There has been much discussion over what to call the destination spots of links. Do we call them “spaces,” (as is used with Storyspace) “documents,” “pages” (as is commonly used on the Web), “cards” (as was used with Hypercard), “nodes” or one of a variety of other names? (For a fuller discussion of the different terms used, see Jim Whitehead’s “As We Do Write: Hyper-Terms for Hypertext” [125] .)

In Writing Space, Jay Bolter used the term “episode” for these spaces. He writes, “episodes may be paragraphs of prose or poetry, they may include bit-mapped graphics as well, and they may be of any length. Their length will establish the rhythm of the story—how long the reader remains a conventional reader before he or she is called on to participate in the selection of the next episode” [74, p. 122] . This term has not really caught on in the way that Bolter used it, and Jim Rosenberg later re-purposed the term [109].
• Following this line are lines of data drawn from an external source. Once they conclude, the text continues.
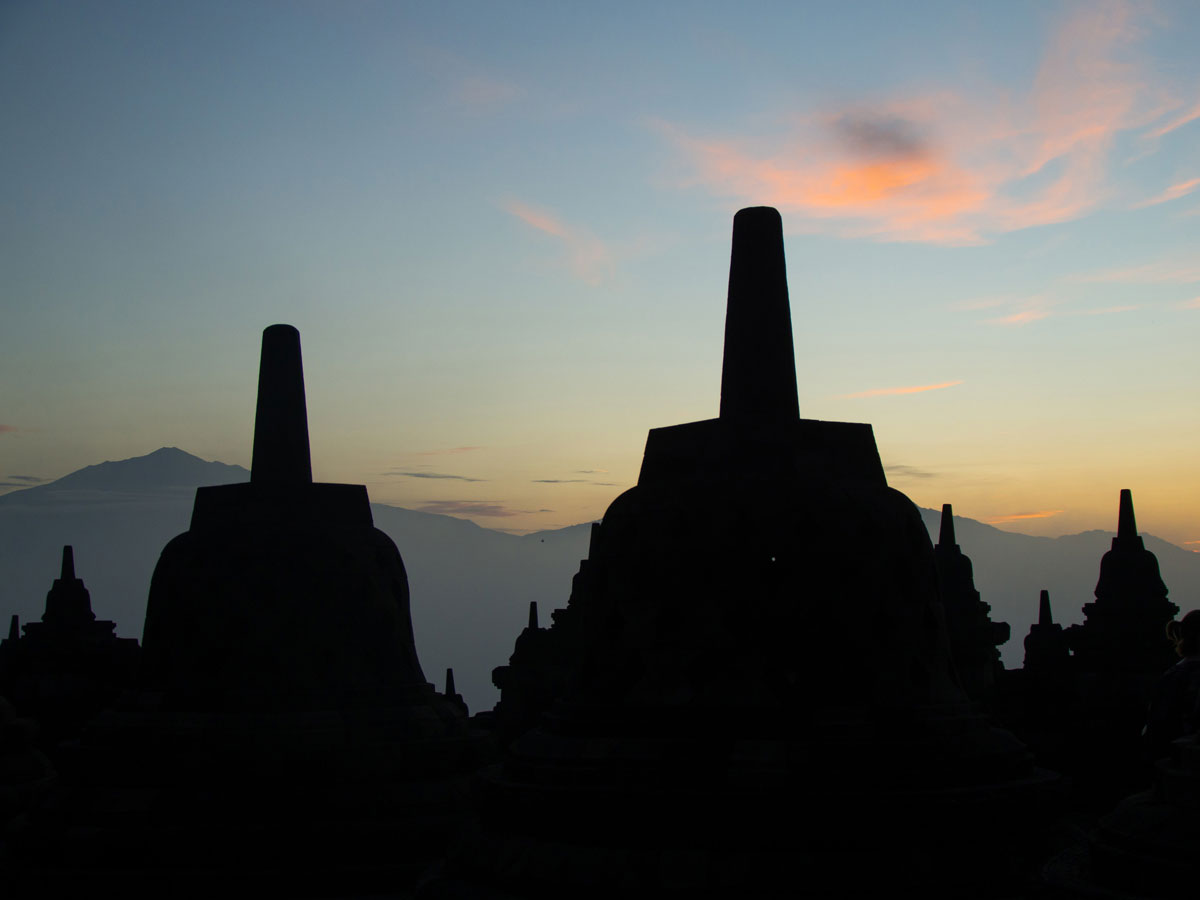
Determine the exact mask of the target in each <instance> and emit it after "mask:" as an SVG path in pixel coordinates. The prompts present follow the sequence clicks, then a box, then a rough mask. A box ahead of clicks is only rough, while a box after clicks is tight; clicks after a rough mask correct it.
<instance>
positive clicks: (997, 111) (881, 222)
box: [658, 2, 1164, 245]
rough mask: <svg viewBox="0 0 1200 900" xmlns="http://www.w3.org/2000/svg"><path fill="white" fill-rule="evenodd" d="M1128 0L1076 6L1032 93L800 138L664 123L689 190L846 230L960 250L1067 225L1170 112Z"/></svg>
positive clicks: (895, 112)
mask: <svg viewBox="0 0 1200 900" xmlns="http://www.w3.org/2000/svg"><path fill="white" fill-rule="evenodd" d="M1134 10H1135V7H1133V6H1132V5H1129V4H1126V2H1103V4H1102V2H1094V4H1087V5H1080V6H1078V7H1075V12H1074V14H1072V16H1069V17H1067V18H1066V19H1063V20H1062V22H1061V23H1060V25H1058V28H1057V29H1056V30H1055V31H1054V34H1052V35H1051V36H1050V38H1049V41H1048V43H1046V47H1045V50H1044V53H1043V58H1042V61H1040V65H1039V68H1038V72H1037V76H1036V78H1034V82H1033V86H1032V89H1031V90H1030V91H1028V94H1027V95H1026V96H1020V97H1008V96H1006V95H1003V94H1001V92H998V91H997V92H994V95H992V96H977V97H967V96H965V95H962V94H959V92H955V91H942V92H937V94H926V95H914V96H899V97H893V98H888V100H881V101H876V102H872V103H864V104H860V106H854V107H845V108H839V109H835V110H832V112H827V113H824V114H815V115H814V114H805V115H802V116H800V118H799V120H798V125H797V126H796V127H794V128H793V131H792V132H791V133H788V134H784V136H775V137H772V138H758V139H745V138H742V139H731V138H726V137H716V138H698V137H694V136H691V134H689V133H686V132H684V130H683V128H679V127H677V126H674V125H668V124H662V122H659V124H658V128H659V130H660V131H661V132H662V133H664V134H665V136H666V137H667V139H670V140H671V142H672V143H674V144H676V146H677V148H678V149H679V150H680V151H682V152H683V155H684V156H685V157H686V160H688V161H689V163H690V167H691V169H692V173H694V174H692V176H691V179H690V184H697V185H701V186H703V187H706V188H707V190H709V191H710V192H713V193H714V194H719V196H722V197H736V198H738V199H739V200H740V202H745V203H769V204H773V205H775V206H779V208H781V209H782V210H784V211H785V212H788V214H791V220H790V222H793V223H794V224H793V227H799V228H802V229H810V228H812V227H814V226H815V227H816V228H817V229H820V230H824V232H832V233H834V234H839V235H842V236H869V238H875V239H877V240H905V241H928V242H935V244H948V245H962V244H980V242H985V241H986V240H988V239H989V238H990V236H991V235H995V234H1000V233H1004V232H1013V230H1018V229H1021V228H1028V227H1032V226H1039V224H1049V223H1055V222H1066V221H1069V220H1073V218H1078V217H1079V216H1081V215H1085V214H1086V212H1088V211H1090V210H1092V209H1094V208H1096V206H1097V205H1099V204H1100V203H1103V202H1105V200H1106V197H1108V193H1109V187H1110V186H1109V180H1110V176H1109V169H1110V164H1109V156H1110V150H1111V146H1112V143H1114V138H1115V137H1116V136H1117V134H1118V133H1121V132H1123V131H1129V130H1136V128H1142V127H1146V126H1147V125H1148V124H1150V122H1151V121H1154V120H1156V119H1158V118H1160V115H1162V114H1163V113H1162V110H1163V106H1164V101H1162V100H1160V95H1162V91H1160V90H1159V89H1158V88H1157V86H1154V85H1152V84H1151V83H1150V79H1148V78H1147V77H1146V76H1145V74H1144V72H1142V67H1141V66H1140V65H1139V64H1138V62H1136V61H1130V60H1129V56H1130V54H1129V50H1130V48H1133V47H1135V44H1136V42H1138V38H1139V37H1140V36H1141V28H1140V24H1139V22H1138V20H1136V17H1135V16H1134Z"/></svg>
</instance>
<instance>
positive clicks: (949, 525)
mask: <svg viewBox="0 0 1200 900" xmlns="http://www.w3.org/2000/svg"><path fill="white" fill-rule="evenodd" d="M956 542H958V541H956V540H955V539H954V509H953V508H952V506H950V504H948V503H943V504H942V530H941V532H938V533H937V545H938V546H940V547H947V548H949V547H953V546H954V545H955V544H956Z"/></svg>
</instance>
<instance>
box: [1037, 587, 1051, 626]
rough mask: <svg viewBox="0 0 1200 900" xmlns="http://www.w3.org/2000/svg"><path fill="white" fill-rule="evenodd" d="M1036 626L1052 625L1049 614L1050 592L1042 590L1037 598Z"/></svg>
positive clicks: (1050, 613)
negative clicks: (1040, 593)
mask: <svg viewBox="0 0 1200 900" xmlns="http://www.w3.org/2000/svg"><path fill="white" fill-rule="evenodd" d="M1038 624H1039V625H1052V624H1054V616H1052V614H1051V613H1050V592H1049V590H1043V592H1042V594H1040V596H1039V598H1038Z"/></svg>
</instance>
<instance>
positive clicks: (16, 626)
mask: <svg viewBox="0 0 1200 900" xmlns="http://www.w3.org/2000/svg"><path fill="white" fill-rule="evenodd" d="M22 632H23V634H22ZM137 670H138V642H137V641H136V640H134V638H132V637H118V636H116V624H115V623H114V622H109V620H107V619H97V618H96V613H95V612H92V608H91V594H90V593H89V590H88V588H86V586H85V584H84V583H83V580H82V578H79V577H78V576H77V575H76V565H74V547H72V546H70V545H67V546H65V547H62V564H61V569H60V571H59V577H58V578H55V580H54V583H53V584H52V587H50V590H49V593H47V595H46V611H44V612H43V613H42V619H41V622H28V623H25V624H24V625H20V623H19V620H18V618H17V617H16V616H13V617H12V620H11V622H10V626H8V637H7V640H5V641H4V642H0V692H2V694H5V695H7V696H8V698H10V700H11V701H12V702H13V704H14V706H16V707H17V709H18V712H19V713H20V715H23V716H29V718H31V719H34V720H36V721H37V722H38V725H40V726H41V728H42V739H43V743H44V745H47V746H48V748H53V746H54V745H55V744H58V743H60V742H65V740H72V739H74V738H78V737H79V734H80V733H82V731H83V727H84V725H85V724H86V722H88V721H89V720H90V719H91V716H94V715H95V714H96V713H98V712H100V710H101V709H102V708H103V707H104V706H106V704H107V703H112V702H113V701H114V700H115V698H116V696H118V694H119V692H120V691H121V690H122V689H126V688H130V686H132V685H133V683H134V679H136V677H137ZM55 756H58V752H55Z"/></svg>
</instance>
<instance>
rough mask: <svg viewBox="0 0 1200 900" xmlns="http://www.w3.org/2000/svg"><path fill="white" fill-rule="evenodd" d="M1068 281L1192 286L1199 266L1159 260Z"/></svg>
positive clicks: (1196, 280)
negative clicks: (1151, 262)
mask: <svg viewBox="0 0 1200 900" xmlns="http://www.w3.org/2000/svg"><path fill="white" fill-rule="evenodd" d="M1068 281H1075V282H1085V283H1099V284H1193V283H1195V282H1200V265H1198V264H1196V263H1193V262H1183V260H1177V259H1160V260H1157V262H1153V263H1144V264H1142V265H1133V266H1126V268H1122V269H1104V270H1102V271H1098V272H1086V274H1082V275H1074V276H1072V277H1070V278H1068Z"/></svg>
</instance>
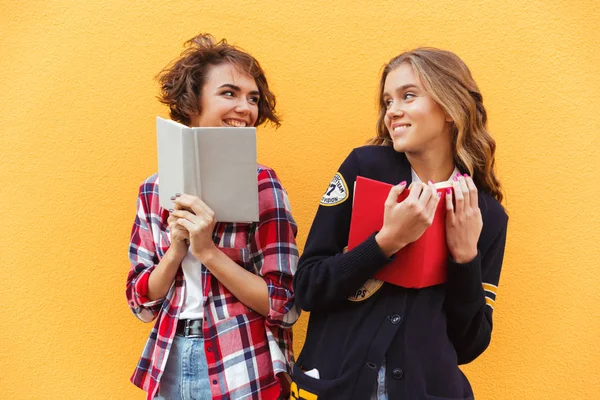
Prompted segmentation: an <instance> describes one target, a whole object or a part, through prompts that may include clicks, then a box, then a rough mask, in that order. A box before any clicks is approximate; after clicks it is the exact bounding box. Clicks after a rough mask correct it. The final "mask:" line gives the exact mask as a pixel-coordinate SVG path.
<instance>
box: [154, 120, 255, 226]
mask: <svg viewBox="0 0 600 400" xmlns="http://www.w3.org/2000/svg"><path fill="white" fill-rule="evenodd" d="M156 134H157V139H158V177H159V185H158V187H159V189H158V196H159V201H160V206H161V207H163V208H165V209H167V210H168V209H171V208H173V202H172V201H171V196H174V195H175V193H186V194H191V195H195V196H198V197H200V198H201V199H202V201H204V202H205V203H206V204H207V205H208V206H209V207H210V208H211V209H212V210H213V211H214V212H215V217H216V219H217V221H218V222H254V221H258V175H257V170H256V168H257V164H256V128H254V127H251V128H226V127H222V128H189V127H187V126H185V125H182V124H180V123H178V122H175V121H172V120H167V119H163V118H160V117H156Z"/></svg>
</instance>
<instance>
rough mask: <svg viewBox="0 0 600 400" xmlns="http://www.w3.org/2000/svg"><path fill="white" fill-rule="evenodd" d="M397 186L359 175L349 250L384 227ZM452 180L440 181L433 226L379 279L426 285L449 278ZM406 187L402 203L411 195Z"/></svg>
mask: <svg viewBox="0 0 600 400" xmlns="http://www.w3.org/2000/svg"><path fill="white" fill-rule="evenodd" d="M392 186H393V185H390V184H389V183H384V182H380V181H375V180H372V179H368V178H363V177H362V176H358V177H357V178H356V183H355V186H354V203H353V205H352V219H351V221H350V236H349V238H348V249H349V250H351V249H353V248H354V247H356V246H358V245H359V244H361V243H362V242H363V241H364V240H365V239H366V238H368V237H369V236H370V235H372V234H373V232H375V231H379V230H380V229H381V227H382V226H383V211H384V204H385V200H386V199H387V197H388V194H389V192H390V189H391V188H392ZM451 186H452V185H451V184H450V183H449V182H440V183H438V184H436V187H437V188H438V192H441V193H442V197H441V199H440V202H439V203H438V207H437V209H436V211H435V217H434V218H433V223H432V225H431V226H430V227H429V228H427V229H426V230H425V232H424V233H423V235H422V236H421V237H420V238H419V239H417V240H416V241H415V242H412V243H410V244H408V245H407V246H405V247H404V248H402V249H401V250H400V251H398V252H397V253H396V254H395V256H394V260H393V261H392V262H391V263H390V264H388V265H386V266H385V267H384V268H382V269H381V270H379V272H377V273H376V274H375V278H376V279H380V280H382V281H385V282H389V283H392V284H394V285H397V286H402V287H405V288H422V287H427V286H433V285H437V284H440V283H443V282H445V281H446V270H447V265H448V246H447V244H446V202H445V196H446V188H448V187H451ZM408 193H409V190H408V189H405V190H404V191H403V192H402V193H401V194H400V196H399V197H398V202H401V201H403V200H404V199H405V198H406V197H407V196H408Z"/></svg>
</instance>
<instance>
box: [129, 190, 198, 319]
mask: <svg viewBox="0 0 600 400" xmlns="http://www.w3.org/2000/svg"><path fill="white" fill-rule="evenodd" d="M154 196H158V188H157V186H156V184H155V182H154V181H152V180H151V179H149V180H147V181H146V182H144V183H143V184H142V185H141V186H140V191H139V195H138V200H137V213H136V218H135V222H134V224H133V228H132V230H131V239H130V242H129V260H130V263H131V269H130V271H129V275H128V277H127V285H126V291H125V294H126V296H127V301H128V303H129V307H130V308H131V310H132V311H133V313H134V315H135V316H136V317H138V318H139V319H140V320H142V321H144V322H151V321H152V320H154V319H155V318H156V316H157V315H158V311H159V310H160V307H161V304H162V301H163V299H164V297H165V296H166V294H167V291H168V290H169V288H170V287H171V284H172V282H173V279H174V278H175V274H176V272H177V269H178V267H179V264H180V262H181V259H183V257H184V256H185V252H187V248H186V249H185V250H184V249H180V248H179V247H180V246H171V247H170V248H169V249H168V250H167V251H166V253H165V254H164V257H163V258H162V259H161V260H160V262H159V260H158V256H157V254H156V243H155V241H154V236H155V233H156V234H158V232H153V229H154V230H156V229H157V228H156V227H153V225H152V220H155V221H156V220H160V218H161V217H160V215H158V214H152V211H151V210H150V204H151V202H152V199H153V198H154Z"/></svg>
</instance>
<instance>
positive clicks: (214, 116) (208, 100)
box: [190, 63, 260, 127]
mask: <svg viewBox="0 0 600 400" xmlns="http://www.w3.org/2000/svg"><path fill="white" fill-rule="evenodd" d="M259 99H260V92H259V91H258V87H257V85H256V81H255V80H254V78H253V77H252V76H250V75H248V74H246V73H243V72H240V71H238V69H237V68H236V67H235V66H233V65H232V64H229V63H226V64H220V65H215V66H213V67H211V69H210V71H209V72H208V74H207V76H206V82H205V83H204V85H203V86H202V92H201V98H200V114H197V115H192V116H191V117H190V126H192V127H198V126H199V127H218V126H227V127H232V126H233V127H244V126H254V125H255V124H256V120H257V118H258V101H259Z"/></svg>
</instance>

For Rosenberg, the term “episode” refers to “whatever group of actemes cohere in the reader’s mind as a tangible entity” [109, p. 23] . If we understand an acteme as the lowest level of activity within a hypertext, then an episode involves the act of developing a reading by first piecing together fragments from the process of reading the hypertext itself. Thus, rather than defining episodes as physical (coded/written) parts of the hypertext structure, Rosenberg uses the term to refer to units constructed by readers as part of the act of reading. Throughout our text, we have used episode in this same way.

Yet, this still leaves what to call the physical space itself. What do we call the part of the hypertext that exists between the links and presents content? For this text, we have used the term “node” as the most neutral term because it is commonly used and does not refer to any one particular hypertext system.